Claudia Major, a military analyst at the German Institute for International and Security Affairs, said many in central and eastern Europe felt Berlin’s aid had so far been “too slow, hesitant and small-scale”.

Lambrecht dismissed such accusations while reiterating that Berlin had no intention of meeting a request from Kiev for tanks. She added that no country had so far “supplied Western-built infantry fighting vehicles or main battle tanks”.

The defense minister also called for strict rules on military exports to be eased so that Germany can participate in European defense projects. “Which partner will co-invest with us in projects when he or she will always worry that we prevent the export [of the weapons]?”

Her speech came less than two weeks after Scholz’s cabinet formally announced the start of work on a national security strategy, the first in Germany’s history, which will redefine the country’s foreign and defense policy.

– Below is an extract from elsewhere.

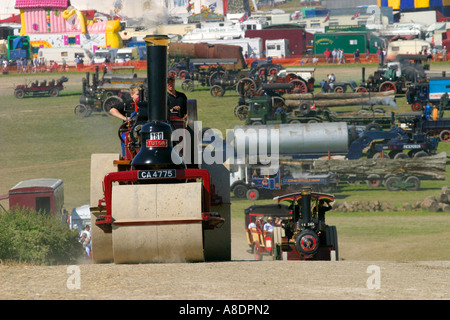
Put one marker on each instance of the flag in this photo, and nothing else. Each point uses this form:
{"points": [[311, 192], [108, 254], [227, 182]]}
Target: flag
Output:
{"points": [[244, 17], [356, 15], [190, 6], [297, 15]]}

Lambrecht said the West must “draw the necessary conclusions” from Russia’s invasion of Ukraine – that “we ourselves need strong, combat-ready troops so that we can defend ourselves and our alliance if we have to”.

She said Germans had grown accustomed to seeing the Bundeswehr as a kind of disaster relief organization, helping with pandemics, floods and forest fires and taking part in missions to places like Afghanistan and Mali. “But those times are over,” she added.